Namely, MongoDB is a document database, meaning that you don’t have to define the schema for each table (known as “collection” in MongoDB) and you can really easily insert a lot more complex objects into the database than you would be able to do with relational databases - and still execute fine-grained queries to your data almost as if t was a relattional database.

MongoDB has good query and aggregation features, making agile and combinatory queries possible similarly to SQL. With MongoDB, you can do inner joins and combine data from multiple collections (tables), similarly to SQL. Also, with MongoDB you can create pipelines out of your aggregation queries, storing results into transitional collections. This aggregation mechanism allows quite complex data transformations.

This is a concept that SQL databases don’t know and it makes MongoDB a very powerful tool.

How about big data?

When there is really lots of data in the database (and more coming in) then an essential question is, how can MongoDB handle that!

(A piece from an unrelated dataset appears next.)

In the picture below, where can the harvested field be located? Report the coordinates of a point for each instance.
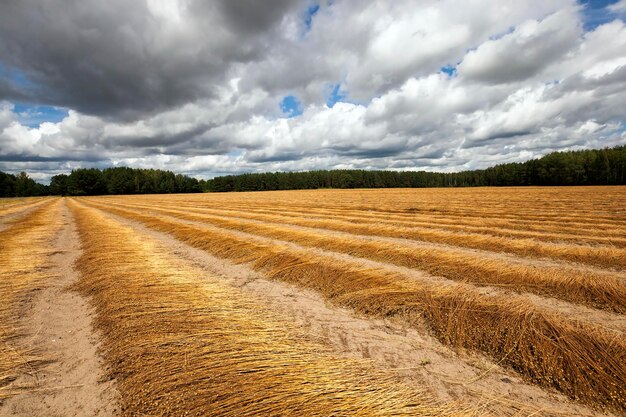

My experience is that when the collection size grows over 5 million entries, then it starts to impact MongoDB’s capability to perform queries efficiently.

Solving big data through partitioning

Now we are approaching a key point here. Creating collections in MongoDB is really easy and cheap. In MongoDB, you can have 28 000 collections in one database! And remember that “database” here is just a namespace to group collections. Therefore you can have practically an unlimited number of collections. This means that when you use MongoDB, you can and you should split data into multiple collections when your data grows big.

How does this help my laundry service corporation?

Let’s say that you have a laundry service corporation and you are storing all log data from all your machines into MongoDB.

Now, if you used just one table to store all logs that each laundry machine is generating, your table would blow up very soon. Luckily, with MongoDB you would easily make your laundry machine corporation scalable by storing each laundry machine’s log data into a separate table (collection), so the number of your laundry machines would equal the number of your tables.

Now, this might sound like a heresy in the old SQL world, but it’s a quite obvious solution in the world of MongoDB. You could then further partition the laundry machine data by year, having each year’s log data in their own collection that is year specific:

 collection_name = "#{machine_id}:#{year}"

Why not just use DynamoDB?

Amazon’s DynamoDB is a relatively new kid on the block. Similarly it’s a document DB that does not have schema for the table.

DynamoDB promises that you can use just one table and store everything into that table. No need to have multiple tables and you will still have fast access to your data, no matter how big it grows!

It’s still partitioning

When you look carefully into how DynamoDB actually works, it turns out that what it does is actually the same partitioning approach that I just described with MongoDB. Namely, each partition key in DynamoDB’s table actually defines another collection, similarly like you would split data into multiple collections in MongoDB.

So which is better?

When you use DynamoDB, you marry yourself to the Amazon family. This is entirely fine. The difference is that with DynamoDB, you must be on Amazon. With MongoDB, you can be on Amazon.

The other difference to DynamoDB is that DynamoDB makes it harder to execute more complex combinatory queries to your data. You will need to define your tables from early on to serve a certain query approach. If you want to make different queries later, you may be facing a major problem. With MongoDB’s powerful queries, you don’t have that problem.

Not all data is big

In any laundry service corporation, there is a need for both big data and not so big data. Actually, it may be the case that the only real need for supporting big data is when you are dealing with laundry machine logs. You also have lots of other data that isn’t so huge and isn’t also expected to grow very fast. This data could something like the customer data, employee data, financial data, inventory data etc. All kinds of other data that isn’t growing rapidly. For this kind of data, DynamoDB isn’t very suitable. You should not try to solve every problem with the same tool.

For the big data, such as laundry machine logs, you might want to use DynamoDB although that is also manageabe with MongoDB, but for the not so big data, you would be better off using some other database solution that is more competent in making agile queries, such a MongoDB. In those cases, you might want to consider even more traditional SQL databases, such as PostGRE and even some MySQL type of thing.

Just saying!

Cheers!